Women who’s tumors were smaller than 2 inches (T1 or T2), had a lumpectomy, and had 1 or 2 positive lymph nodes, were randomly assigned to have 10 or more additional nodes removed or to leave the nodes alone. Most of the women had radiation and chemotherapy or hormonal treatments. There was no significant difference between the two groups in 5-year survival. I’ve written more about the study on the Life-Cise News page.
This is big news! This, combined with previous research, is potentially practice-changing.
And this could make huge differences in the quality of life for thousands of women. Node removal carries risks. As many of us know, we face potential infections, pain, limited range of motion, and increased risk of lymphedema.
Imagine, not having to add worry of lymphedema to all the other worries that go with a cancer diagnosis.

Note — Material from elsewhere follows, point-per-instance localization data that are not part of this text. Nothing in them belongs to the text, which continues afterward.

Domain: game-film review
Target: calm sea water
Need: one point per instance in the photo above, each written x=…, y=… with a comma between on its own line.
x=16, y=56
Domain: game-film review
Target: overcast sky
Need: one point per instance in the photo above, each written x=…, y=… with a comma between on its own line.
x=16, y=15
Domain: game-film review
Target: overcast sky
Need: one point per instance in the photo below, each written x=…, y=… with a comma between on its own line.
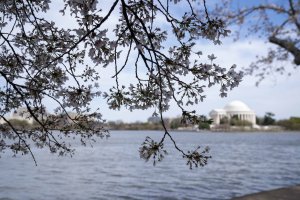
x=277, y=94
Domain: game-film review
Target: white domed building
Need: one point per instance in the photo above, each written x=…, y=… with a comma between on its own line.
x=234, y=108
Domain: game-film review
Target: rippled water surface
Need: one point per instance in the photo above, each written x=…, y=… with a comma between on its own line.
x=242, y=163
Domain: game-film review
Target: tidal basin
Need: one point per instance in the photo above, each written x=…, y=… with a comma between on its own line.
x=242, y=163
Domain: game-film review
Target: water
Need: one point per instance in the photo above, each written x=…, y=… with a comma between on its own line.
x=242, y=163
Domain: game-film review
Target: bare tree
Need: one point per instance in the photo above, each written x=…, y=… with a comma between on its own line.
x=42, y=62
x=278, y=22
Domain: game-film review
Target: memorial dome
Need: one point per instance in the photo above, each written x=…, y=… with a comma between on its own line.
x=236, y=106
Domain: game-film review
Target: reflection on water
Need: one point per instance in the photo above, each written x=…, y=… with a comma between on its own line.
x=241, y=163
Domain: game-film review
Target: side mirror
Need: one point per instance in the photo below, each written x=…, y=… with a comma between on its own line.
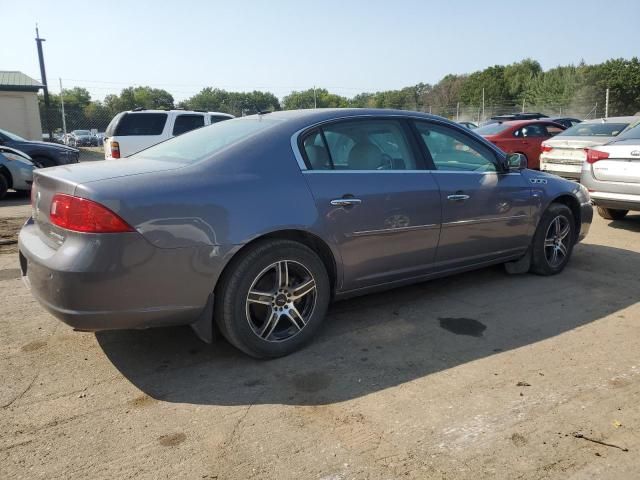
x=515, y=162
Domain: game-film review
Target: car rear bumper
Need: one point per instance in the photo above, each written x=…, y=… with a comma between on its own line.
x=117, y=281
x=619, y=201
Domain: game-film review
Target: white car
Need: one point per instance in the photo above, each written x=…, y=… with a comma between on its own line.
x=564, y=154
x=134, y=130
x=612, y=175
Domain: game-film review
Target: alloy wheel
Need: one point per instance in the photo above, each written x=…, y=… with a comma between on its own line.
x=281, y=301
x=556, y=241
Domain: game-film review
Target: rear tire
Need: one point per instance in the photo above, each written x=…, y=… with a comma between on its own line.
x=553, y=241
x=612, y=213
x=4, y=186
x=290, y=293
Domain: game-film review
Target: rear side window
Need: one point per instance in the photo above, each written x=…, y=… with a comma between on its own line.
x=186, y=123
x=532, y=130
x=141, y=124
x=218, y=118
x=369, y=145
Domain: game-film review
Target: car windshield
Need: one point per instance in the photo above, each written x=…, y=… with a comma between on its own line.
x=202, y=143
x=12, y=136
x=491, y=129
x=594, y=130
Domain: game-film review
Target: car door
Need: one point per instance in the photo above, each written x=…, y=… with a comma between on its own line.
x=486, y=214
x=374, y=198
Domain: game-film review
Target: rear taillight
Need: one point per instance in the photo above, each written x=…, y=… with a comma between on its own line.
x=82, y=215
x=115, y=149
x=594, y=155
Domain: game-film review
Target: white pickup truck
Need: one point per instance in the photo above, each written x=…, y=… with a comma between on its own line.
x=134, y=130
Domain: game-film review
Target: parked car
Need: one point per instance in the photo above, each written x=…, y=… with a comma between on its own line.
x=564, y=154
x=510, y=117
x=566, y=121
x=523, y=136
x=134, y=130
x=612, y=174
x=16, y=170
x=43, y=154
x=82, y=138
x=257, y=222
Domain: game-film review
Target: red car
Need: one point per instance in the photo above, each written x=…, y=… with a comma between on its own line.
x=521, y=136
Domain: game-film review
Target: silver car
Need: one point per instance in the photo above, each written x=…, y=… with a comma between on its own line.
x=564, y=154
x=612, y=174
x=254, y=224
x=16, y=170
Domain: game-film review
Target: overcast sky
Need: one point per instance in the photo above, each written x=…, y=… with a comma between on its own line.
x=348, y=46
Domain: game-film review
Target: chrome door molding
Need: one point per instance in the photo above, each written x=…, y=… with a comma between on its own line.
x=386, y=231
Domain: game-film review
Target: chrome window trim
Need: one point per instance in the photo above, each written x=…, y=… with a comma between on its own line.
x=385, y=231
x=381, y=116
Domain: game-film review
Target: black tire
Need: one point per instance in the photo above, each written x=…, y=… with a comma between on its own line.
x=4, y=186
x=43, y=162
x=542, y=254
x=236, y=315
x=612, y=213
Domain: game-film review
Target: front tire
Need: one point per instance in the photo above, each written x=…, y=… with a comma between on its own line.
x=272, y=300
x=612, y=213
x=553, y=241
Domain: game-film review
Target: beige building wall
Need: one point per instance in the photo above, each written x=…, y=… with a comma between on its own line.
x=19, y=114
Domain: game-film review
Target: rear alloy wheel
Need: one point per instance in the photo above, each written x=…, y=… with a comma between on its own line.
x=4, y=186
x=612, y=213
x=274, y=299
x=553, y=241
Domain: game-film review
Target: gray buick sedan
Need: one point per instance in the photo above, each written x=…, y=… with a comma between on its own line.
x=253, y=225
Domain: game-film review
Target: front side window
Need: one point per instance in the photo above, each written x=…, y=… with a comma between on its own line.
x=186, y=123
x=371, y=145
x=452, y=151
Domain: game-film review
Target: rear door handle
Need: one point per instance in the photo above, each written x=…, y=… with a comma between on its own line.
x=345, y=202
x=458, y=198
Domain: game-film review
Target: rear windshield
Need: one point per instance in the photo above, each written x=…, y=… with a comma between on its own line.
x=594, y=130
x=631, y=134
x=491, y=129
x=140, y=124
x=202, y=143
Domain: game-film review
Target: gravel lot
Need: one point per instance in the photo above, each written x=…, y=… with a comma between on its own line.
x=477, y=376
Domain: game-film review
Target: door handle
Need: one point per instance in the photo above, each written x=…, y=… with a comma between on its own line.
x=346, y=202
x=458, y=198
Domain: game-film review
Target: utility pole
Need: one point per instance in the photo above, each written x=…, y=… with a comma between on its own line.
x=43, y=75
x=64, y=120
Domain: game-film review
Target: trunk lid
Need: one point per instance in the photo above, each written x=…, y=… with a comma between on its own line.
x=65, y=179
x=623, y=164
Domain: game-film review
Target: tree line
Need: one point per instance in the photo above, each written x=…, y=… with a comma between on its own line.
x=574, y=88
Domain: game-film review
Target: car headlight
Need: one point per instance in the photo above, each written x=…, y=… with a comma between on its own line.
x=17, y=158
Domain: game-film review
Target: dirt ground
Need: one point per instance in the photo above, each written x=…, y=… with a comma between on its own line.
x=477, y=376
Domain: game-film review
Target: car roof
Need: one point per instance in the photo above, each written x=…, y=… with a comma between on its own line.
x=522, y=123
x=627, y=119
x=143, y=110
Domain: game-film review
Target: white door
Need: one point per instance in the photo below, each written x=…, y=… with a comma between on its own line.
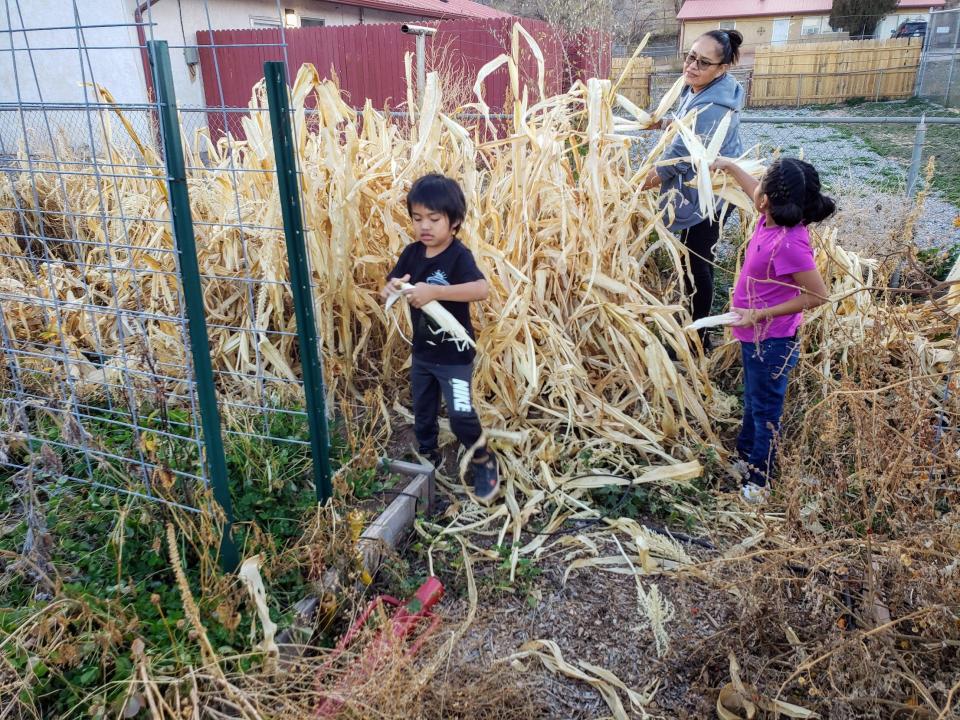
x=781, y=31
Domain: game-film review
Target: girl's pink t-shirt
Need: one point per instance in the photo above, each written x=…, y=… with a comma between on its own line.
x=766, y=278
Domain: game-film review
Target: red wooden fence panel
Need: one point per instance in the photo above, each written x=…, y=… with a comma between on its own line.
x=368, y=61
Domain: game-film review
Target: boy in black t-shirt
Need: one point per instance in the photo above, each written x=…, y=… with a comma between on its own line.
x=441, y=268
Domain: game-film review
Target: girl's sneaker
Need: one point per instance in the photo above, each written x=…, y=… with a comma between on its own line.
x=486, y=479
x=755, y=494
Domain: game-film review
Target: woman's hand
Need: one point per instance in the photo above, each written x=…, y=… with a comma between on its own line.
x=748, y=317
x=393, y=286
x=420, y=294
x=722, y=165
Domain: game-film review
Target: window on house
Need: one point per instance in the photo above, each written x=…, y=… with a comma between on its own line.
x=813, y=26
x=263, y=22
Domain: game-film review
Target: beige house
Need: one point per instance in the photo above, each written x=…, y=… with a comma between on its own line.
x=776, y=22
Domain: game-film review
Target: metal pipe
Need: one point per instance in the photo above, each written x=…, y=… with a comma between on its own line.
x=845, y=119
x=953, y=62
x=918, y=142
x=421, y=66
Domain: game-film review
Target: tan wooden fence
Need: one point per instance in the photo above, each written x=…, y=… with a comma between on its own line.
x=829, y=72
x=636, y=86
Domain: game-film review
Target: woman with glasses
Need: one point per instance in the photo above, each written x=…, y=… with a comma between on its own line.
x=713, y=92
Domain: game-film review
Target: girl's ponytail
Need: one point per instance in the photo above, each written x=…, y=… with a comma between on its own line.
x=793, y=189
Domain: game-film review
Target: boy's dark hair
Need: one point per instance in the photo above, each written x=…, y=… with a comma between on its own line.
x=793, y=188
x=729, y=42
x=440, y=194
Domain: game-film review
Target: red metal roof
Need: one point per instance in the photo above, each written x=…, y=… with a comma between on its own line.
x=714, y=9
x=430, y=8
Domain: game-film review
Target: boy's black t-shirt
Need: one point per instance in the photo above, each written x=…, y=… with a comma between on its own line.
x=453, y=266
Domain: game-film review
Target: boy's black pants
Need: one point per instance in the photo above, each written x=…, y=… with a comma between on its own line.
x=429, y=383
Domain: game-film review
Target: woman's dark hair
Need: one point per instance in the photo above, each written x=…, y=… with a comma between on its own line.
x=729, y=42
x=439, y=194
x=793, y=188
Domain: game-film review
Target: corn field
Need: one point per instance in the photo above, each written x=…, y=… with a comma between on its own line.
x=575, y=380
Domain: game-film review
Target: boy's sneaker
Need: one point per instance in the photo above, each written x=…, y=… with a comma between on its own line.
x=755, y=494
x=486, y=479
x=433, y=457
x=741, y=470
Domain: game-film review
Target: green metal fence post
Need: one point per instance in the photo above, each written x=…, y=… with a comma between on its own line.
x=284, y=151
x=193, y=294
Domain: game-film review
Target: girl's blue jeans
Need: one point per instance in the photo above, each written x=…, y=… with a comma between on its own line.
x=766, y=368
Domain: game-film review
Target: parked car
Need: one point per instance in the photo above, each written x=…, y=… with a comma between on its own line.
x=916, y=28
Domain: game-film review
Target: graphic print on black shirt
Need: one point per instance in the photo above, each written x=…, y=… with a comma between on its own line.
x=454, y=266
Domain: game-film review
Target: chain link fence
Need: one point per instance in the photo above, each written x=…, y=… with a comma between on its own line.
x=939, y=76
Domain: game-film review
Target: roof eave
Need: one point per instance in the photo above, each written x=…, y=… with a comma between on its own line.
x=390, y=7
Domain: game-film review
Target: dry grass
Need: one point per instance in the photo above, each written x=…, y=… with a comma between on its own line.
x=846, y=585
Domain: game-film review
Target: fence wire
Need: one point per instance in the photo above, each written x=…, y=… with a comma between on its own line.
x=96, y=354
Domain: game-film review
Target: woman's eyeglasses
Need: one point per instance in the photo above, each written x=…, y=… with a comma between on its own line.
x=701, y=63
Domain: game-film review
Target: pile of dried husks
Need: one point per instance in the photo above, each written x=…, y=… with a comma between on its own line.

But, as important as this study is, I find myself feeling just a little skeptical. It’s interesting. I understand the findings, but emotionally, it’s somehow hard to accept that less treatment/surgery is good enough. It’s easier for me to accept an research that shows that more is necessary. I guess it’s because we all feel such pressure to do everything we possibly can to beat this disease. I never want to go through all of what I did again, so I’m happy to add on something more. But doing less feels scary to me.
Don’t get me wrong, I’m elated by this research. It doesn’t matter for me, but could have such a major impact on other women in the future. It’s wonderful for them.
I just find my fear of doing less interesting. Your thoughts? I’m curious how some of you feel about this.